Purpose: To measure reader variability related to the evaluation of screening chest radiographs (CXRs) for findings of primary lung cancer.
Materials and methods: From the National Lung Screening Trial (NLST), 100 cases were randomly selected from baseline CXR examinations for retrospective interpretation by 9 NLST radiologists; images with noncalcified lung nodules (NCNs) or other abnormalities suspicious for lung cancer as determined by the original NLST reader were oversampled. Agreement on the presence of pulmonary nodules and abnormalities suspicious for cancer and recommendations for follow-up were assessed by the multirater κ statistic.

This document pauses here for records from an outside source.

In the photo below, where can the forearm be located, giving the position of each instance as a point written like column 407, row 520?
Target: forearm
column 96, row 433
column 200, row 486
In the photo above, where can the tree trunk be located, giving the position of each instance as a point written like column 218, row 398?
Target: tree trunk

Results: The multirater κ statistic for interreader agreement on the presence of at least 1 NCN was 0.38. Rates at which readers reported the presence of at least 1 NCN ranged from 32% to 63% (mean, 41%); among 16 subjects with NCN and a cancer diagnosis within 1 year of the CXR examination, an average of 87% (range, 81% to 94%) of cases were classified as suspicious for cancer across all readers. The multirater κ for agreement on follow-up recommendations was 0.34; pairwise κ values ranged from 0.15 to 0.64 (mean, 0.36). For all subjects, readers recommended a follow-up procedure classified as high level (computed tomography, fluorodeoxyglucose-positron emission tomography, or biopsy) 42% of the time on average (range, 30% to 67%); this increased to 84% (range, 52% to 100%) when readers reported an NCN and 88% (range, 82% to 94%) for subjects with cancer.
Conclusion: Reader agreement for screening CXR interpretation and follow-up recommendations is fair overall but is high for malignant lesions.
Trial registration: ClinicalTrials.gov NCT00047385.